The market has seen plenty of volatility recently, but the deal priced well despite the market bumps, Charlie Rose, president and lead portfolio manager of INCREF and Global Head of Credit for Invesco Real Estate, told CO. 

“Invesco is deeply committed to the commercial real estate lending space with a $21 billion track record of lending throughout all stages of the market cycle,” Rose said. “Our business is defined by our ‘credit over yield’ and ‘property first’ approaches to lending, with an emphasis on relationship lending — leading us to actively lend through periods of market volatility.
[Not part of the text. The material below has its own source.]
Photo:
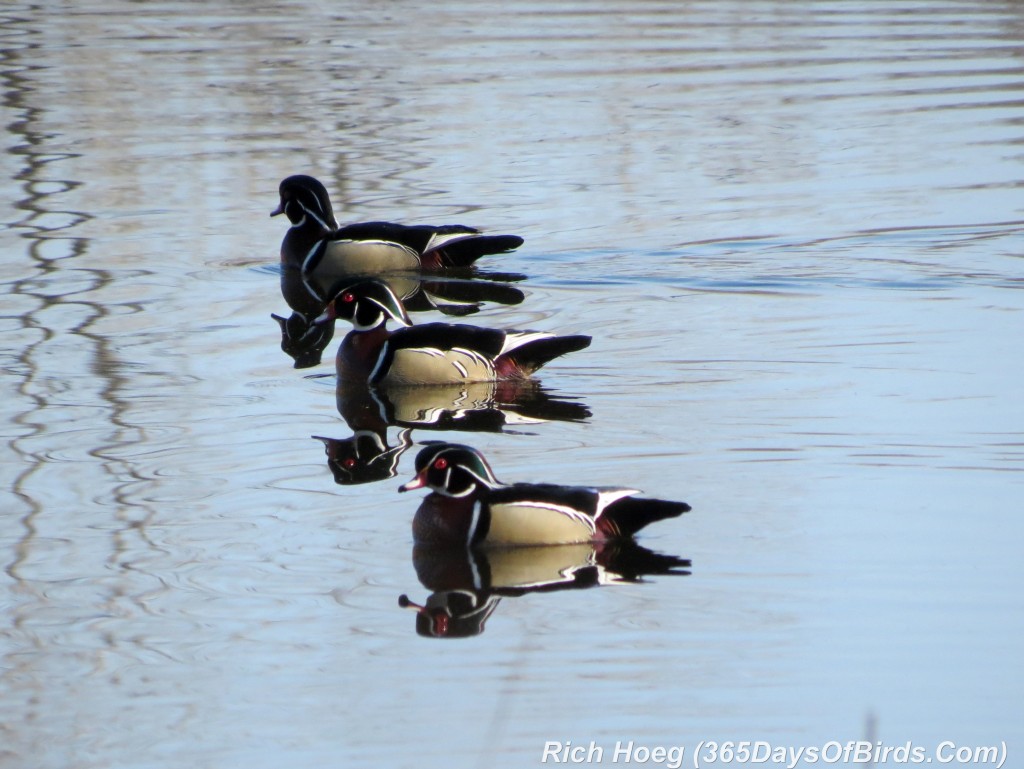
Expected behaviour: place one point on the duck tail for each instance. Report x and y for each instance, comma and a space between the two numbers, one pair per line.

We have consistently emphasized maintaining diverse sources of financing, which allows us to meet our borrowers’ needs in good times and bad.” 

Rose said INCREF identified an opportunity early this year to issue a CRE CLO, leaning into strong bond buyer demand and the chance to further diversify INCREF’s financing sources. 

“We’re pleased to announce that this issuance, which priced efficiently amid volatile market conditions, is the largest diversified CRE CLO issued in the U.S. in the past three years, evidencing the market’s confidence in the sector,” Rose said.  

Go-time came at an interesting time for INCREF. April 2 — also known as “Liberation Day” — sent the stock market into a tailspin but caused only a momentary pause in the deal’s issuance. 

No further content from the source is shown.